The government of Sultan Qaboos bin Said, a U.S. ally who has ruled once-tranquil Oman for 40 years, promised the spending package following nearly two months of protests inspired by rolling Arab revolts against autocratic rule.

"Oman will spend 1 billion rials to satisfy the demands of the protesters and also for a state grant for its people," a statement from the sultan's office read on television said.

Protests in Oman have been relatively small compared to those in other Arab countries, with dozens of protesters camping out in tents near the country's quasi-parliament, the Shura Council, in the capital Muscat.

Protests have also broken out elsewhere, and up to seven people were killed in the industrial hub of Sohar, doctors said. The government said only two had died.
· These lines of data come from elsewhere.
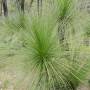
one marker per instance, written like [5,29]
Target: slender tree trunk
[22,5]
[31,3]
[0,7]
[5,8]
[39,7]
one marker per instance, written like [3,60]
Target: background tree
[5,8]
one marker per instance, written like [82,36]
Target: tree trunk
[5,8]
[22,5]
[39,7]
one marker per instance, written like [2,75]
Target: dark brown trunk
[5,8]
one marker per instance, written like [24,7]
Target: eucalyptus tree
[20,5]
[5,8]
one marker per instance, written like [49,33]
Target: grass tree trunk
[22,5]
[39,7]
[5,8]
The demonstrations in Oman have focused on demands for better wages, jobs and an end to graft. Many protesters have demanded the state prosecute sacked ministers for corruption.
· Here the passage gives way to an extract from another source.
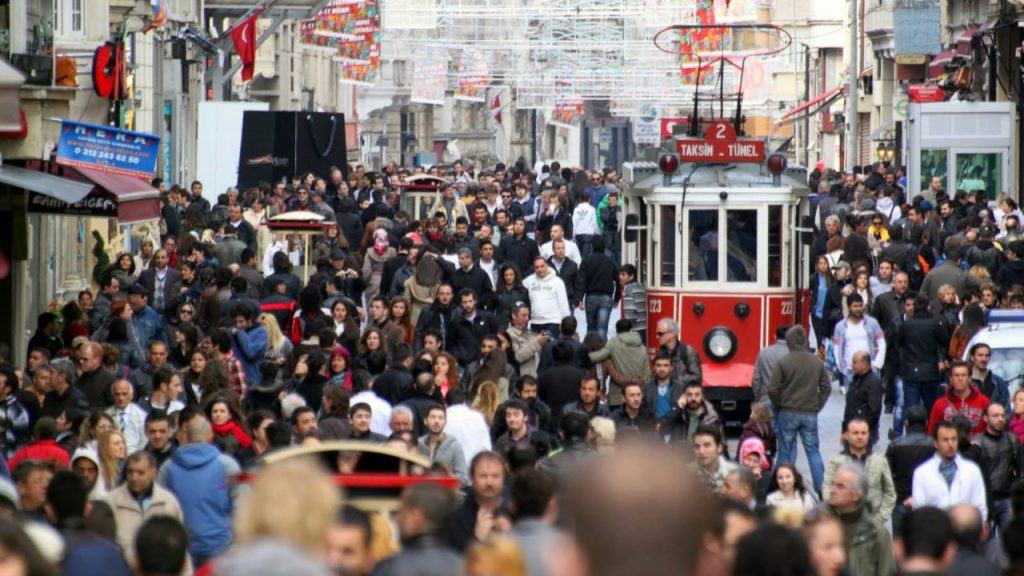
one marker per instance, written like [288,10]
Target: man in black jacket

The sultan's office statement did not specify how the money would be spent, nor its source.

Gulf Arab oil producers, keen to prevent popular uprisings from taking hold in their region, launched a $20 billion aid package for protest-hit Bahrain and Oman last month.

That job-generating measure, which will give $10 billion to each country to upgrade their housing and infrastructure over 10 years, was more than had been expected.

Sultan Qaboos has already embarked on a series of changes, including sacking 12 ministers, introducing a monthly allowance for the jobless and pay rises for civil servants.

He promised in March to cede some legislative powers to the partially-elected Oman Council, an advisory body. At present, only the sultan and his cabinet can legislate and a transfer of powers has yet to be announced.